The End of the Diamond Grading Game?

By Rob Bates

A friend once asked the head of a lab notorious for overgrading how he lived with himself. Simple, the man replied. If I were supplying such a horrible product, why do I have so many customers? 

Sad to say, he had a point. The trade (well, a lot of it) has only itself to blame for the current diamond grading mess. As one longtime industry observer told me:  

While the most logical and consumer-friendly strategy would be to arrive at a single, universally harmonized, ISO-recognized grading standard, with a standard nomenclature and one supreme set of master stones, that is not going to happen, and not only because GIAwants to protect its brand (which is does, of course).… The current situation suits everyone…. The labs like the situation because it enables to them to position themselves in the market, generally relative to GIA. The retailers like the situation because they can cherry-pick reports according to what they are selling and who they want to sell to. The consumers should not like the situation, but for the most part they do not even know there is a situation. 

True enough, but that’s for now. As I’ve argued in other contexts, this is a dangerous game to play. As with conflict diamonds, it won’t be pretty if consumers find out.

In one city, they have. A Nashville, Tenn., jeweler who sold EGL International reports became the target of a string of TV exposés and lawsuits. The lawyers behind those suits are now threatening a wider class action targeting bigger fish.    

While the recent statement by diamond associations that carrying overgraded reports is “unacceptable” was probably inevitable, it remains significant. Carrying reports that deviate by more than one color grade from the standard GIA scale (sadly, the groups punted on clarity) is now considered a trade sin along the lines of nondisclosure of synthetics or selling conflict diamonds—a serious infraction that could subject dealers to bourse sanctions or arbitration. (That said, arbitrations rarely involve non-business topics.) 

The notable difference is that—unlike misrepresenting synthetics—stocking reports with “generous” grades has been a widespread trade practice. Some of the biggest names in the industry do it. I know honorable retailers who carried reports they didn’t agree with because they felt they had no choice.

Dealers and retailers will now likely take a good look at the reports they carry, if they haven’t already. Labs may tighten up their standards, and some GIA rivals may need new ways to attract business. This won’t be easy, but it’s possible: The American Gem Society lab put itself on the map with its cut grade. I still believe some enterprising gemologist could develop a more consumer-friendly diamond scale.

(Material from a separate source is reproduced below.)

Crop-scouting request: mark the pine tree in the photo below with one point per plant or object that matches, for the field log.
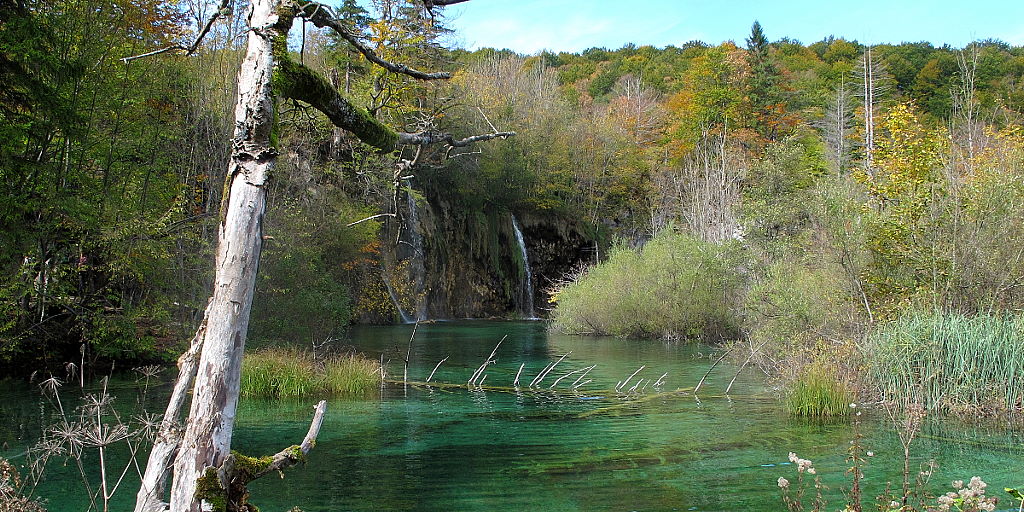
(763, 87)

Of course, if this issue fades away—and the legal threats amount to nothing—the old habits could return, even if we’re spared some of the notable excesses we’ve seen in the past. It’s a tough time for the trade, and fudging grades is one of the few areas where there is leeway to make a profit. (You can still find EGL International reports on the web.) The grading game has been disrupted, but it’s too soon to declare it dead.